An old chum is visiting me soon and I mentioned that, while I am still writing daily, I am no longer engaged in the stream of consciousness type of prose that was my stock in trade in the city where I earned my moniker, Whalehead King. I thought I would see if I still had that old WK magic when it came to writing about Connecticut's Whaling City, a place without peer, where you can raise a family and make a good life.
There is no shame in loving New London, common sense to the contrary. New London has always been very kind to me from the first day we made our acquaintance. The city has woven its identity into the matrix of my bones. It is why I still refer to myself, a few years after I regretfully moved away, as Whalehead King. New London remains my paramour.
So, off the cuff, without revision, in the way I used to pen my fever dream essays about my former home, I came up with what follows, written with typical, trademarked, WK panache. I don't think I've lost my touch. Let me know if you disagree.
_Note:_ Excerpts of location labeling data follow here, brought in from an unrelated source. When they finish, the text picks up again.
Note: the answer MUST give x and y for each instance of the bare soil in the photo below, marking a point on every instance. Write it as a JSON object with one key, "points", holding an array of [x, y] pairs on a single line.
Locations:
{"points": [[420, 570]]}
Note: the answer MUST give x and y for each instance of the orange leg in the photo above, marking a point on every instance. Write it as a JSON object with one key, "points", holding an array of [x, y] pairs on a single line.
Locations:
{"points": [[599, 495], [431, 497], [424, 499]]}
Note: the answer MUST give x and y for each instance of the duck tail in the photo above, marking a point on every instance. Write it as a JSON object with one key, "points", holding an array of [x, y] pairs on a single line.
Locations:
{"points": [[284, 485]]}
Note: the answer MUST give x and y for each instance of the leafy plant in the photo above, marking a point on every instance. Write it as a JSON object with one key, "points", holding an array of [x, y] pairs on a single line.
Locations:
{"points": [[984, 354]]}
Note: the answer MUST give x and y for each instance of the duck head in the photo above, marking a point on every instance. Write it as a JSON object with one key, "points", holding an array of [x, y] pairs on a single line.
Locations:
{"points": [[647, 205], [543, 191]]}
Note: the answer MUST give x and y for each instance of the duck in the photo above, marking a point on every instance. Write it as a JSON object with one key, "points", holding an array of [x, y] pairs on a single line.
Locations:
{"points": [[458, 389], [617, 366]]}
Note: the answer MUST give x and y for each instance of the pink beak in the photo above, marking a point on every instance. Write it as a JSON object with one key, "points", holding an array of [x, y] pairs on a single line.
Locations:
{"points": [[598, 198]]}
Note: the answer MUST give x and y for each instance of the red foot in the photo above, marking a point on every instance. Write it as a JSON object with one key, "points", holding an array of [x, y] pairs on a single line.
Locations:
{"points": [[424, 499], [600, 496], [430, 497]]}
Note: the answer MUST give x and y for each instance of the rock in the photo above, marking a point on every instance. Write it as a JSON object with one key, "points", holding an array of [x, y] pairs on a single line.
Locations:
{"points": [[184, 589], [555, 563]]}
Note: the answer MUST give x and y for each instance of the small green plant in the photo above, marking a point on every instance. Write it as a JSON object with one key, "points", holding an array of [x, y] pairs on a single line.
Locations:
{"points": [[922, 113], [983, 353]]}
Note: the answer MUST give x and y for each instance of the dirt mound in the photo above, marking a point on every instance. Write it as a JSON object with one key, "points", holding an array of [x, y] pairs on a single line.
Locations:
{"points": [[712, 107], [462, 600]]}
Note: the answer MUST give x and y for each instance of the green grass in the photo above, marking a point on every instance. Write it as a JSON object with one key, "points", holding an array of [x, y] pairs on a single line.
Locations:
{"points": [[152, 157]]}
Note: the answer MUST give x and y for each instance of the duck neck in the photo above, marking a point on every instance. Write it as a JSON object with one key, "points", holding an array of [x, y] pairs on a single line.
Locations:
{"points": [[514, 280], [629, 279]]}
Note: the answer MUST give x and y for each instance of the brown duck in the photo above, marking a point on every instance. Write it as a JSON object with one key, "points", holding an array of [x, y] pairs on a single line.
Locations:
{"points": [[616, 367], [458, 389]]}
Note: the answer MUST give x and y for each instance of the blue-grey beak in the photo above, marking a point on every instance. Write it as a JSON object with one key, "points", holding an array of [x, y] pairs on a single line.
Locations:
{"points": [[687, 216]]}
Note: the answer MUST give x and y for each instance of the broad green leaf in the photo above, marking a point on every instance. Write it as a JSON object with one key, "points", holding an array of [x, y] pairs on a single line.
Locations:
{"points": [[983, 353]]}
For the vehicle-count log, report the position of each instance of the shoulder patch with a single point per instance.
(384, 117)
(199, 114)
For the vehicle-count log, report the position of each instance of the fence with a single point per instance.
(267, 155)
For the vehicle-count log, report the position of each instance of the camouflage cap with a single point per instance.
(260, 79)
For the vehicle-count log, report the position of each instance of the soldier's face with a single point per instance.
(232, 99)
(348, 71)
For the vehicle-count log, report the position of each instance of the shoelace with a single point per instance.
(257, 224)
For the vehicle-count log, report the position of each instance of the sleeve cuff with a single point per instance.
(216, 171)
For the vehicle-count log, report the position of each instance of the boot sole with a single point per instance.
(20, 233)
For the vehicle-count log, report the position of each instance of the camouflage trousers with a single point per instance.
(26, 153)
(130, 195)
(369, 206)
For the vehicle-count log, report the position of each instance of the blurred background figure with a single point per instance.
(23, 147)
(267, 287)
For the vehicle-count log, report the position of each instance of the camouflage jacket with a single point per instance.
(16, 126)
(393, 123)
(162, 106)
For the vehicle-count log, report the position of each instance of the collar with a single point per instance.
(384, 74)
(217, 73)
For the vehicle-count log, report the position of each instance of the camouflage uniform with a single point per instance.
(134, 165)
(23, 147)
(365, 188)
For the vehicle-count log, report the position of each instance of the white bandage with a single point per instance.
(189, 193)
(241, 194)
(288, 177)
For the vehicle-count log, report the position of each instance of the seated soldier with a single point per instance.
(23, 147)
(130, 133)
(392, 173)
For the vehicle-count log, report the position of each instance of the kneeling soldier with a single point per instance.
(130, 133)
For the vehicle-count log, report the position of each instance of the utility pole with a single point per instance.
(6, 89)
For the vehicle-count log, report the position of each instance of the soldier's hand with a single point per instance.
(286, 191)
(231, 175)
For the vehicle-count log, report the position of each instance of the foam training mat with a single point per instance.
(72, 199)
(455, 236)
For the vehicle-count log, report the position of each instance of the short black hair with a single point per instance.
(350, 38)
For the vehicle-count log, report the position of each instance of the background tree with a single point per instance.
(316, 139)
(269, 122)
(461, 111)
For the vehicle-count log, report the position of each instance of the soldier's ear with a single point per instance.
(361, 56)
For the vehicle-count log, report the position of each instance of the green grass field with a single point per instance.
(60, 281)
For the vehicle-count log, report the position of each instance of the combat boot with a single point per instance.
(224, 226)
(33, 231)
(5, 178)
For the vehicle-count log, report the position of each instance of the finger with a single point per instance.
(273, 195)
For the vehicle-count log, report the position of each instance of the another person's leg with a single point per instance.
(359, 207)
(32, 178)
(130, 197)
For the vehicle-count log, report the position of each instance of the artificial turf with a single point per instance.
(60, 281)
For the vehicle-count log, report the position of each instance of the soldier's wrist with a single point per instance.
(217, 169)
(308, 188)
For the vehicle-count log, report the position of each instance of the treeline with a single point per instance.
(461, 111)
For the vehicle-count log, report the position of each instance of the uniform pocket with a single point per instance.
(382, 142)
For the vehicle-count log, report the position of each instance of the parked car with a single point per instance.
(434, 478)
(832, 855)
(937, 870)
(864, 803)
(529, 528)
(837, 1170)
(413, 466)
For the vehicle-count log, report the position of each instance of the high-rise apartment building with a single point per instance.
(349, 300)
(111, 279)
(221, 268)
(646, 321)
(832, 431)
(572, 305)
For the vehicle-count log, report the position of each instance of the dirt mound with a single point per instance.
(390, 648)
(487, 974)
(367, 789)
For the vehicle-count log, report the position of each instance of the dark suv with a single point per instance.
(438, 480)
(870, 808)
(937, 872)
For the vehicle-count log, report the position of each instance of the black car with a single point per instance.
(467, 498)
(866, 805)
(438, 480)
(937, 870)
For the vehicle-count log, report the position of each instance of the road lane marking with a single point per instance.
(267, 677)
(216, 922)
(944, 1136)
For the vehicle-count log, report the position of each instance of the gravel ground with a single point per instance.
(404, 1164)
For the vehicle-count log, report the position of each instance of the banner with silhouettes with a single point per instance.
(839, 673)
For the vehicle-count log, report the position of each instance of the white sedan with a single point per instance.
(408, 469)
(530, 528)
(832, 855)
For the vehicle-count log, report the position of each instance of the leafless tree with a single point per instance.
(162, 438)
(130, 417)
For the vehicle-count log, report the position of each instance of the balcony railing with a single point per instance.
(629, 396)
Read this like I would, aloud with a serious, sonorous voice in front of an audience. Every sentence a distinct thought. Enunciate. Savor the vowels and let them roll off past your teeth. It helps if you are little bit tipsy with poetry. Take your time, pause after periods to let the words hang in the air. Keep a straight face through it all. When you are done, go out on patrol, wherever you live, and keep your eyes open and ears bent for the delights that lie in your path...
New London: a nightmare more soothing than a daydream. New London: placental and nourishing in its abundance, as supportive as an amniotic bath. A burp, a hiccup, the contented smile of a babe that follows the release of a bit of gas: New London.
When you cut the cord, there’s no going back, there is nothing to rope you in. Untethered and grounded at once, what lies past the horizon is the limit on a wild, New London sleigh ride. Indian corn pops. Nameaug hops and bops, hip to its own groove, busting its own moves. History books are written by the victors. Stumblebums and hoboes make their way along aimless, nameless paved-over cow paths, bumping into bankers. New London is a place in which a person can be wide awake and never be sure what, exactly, is going on.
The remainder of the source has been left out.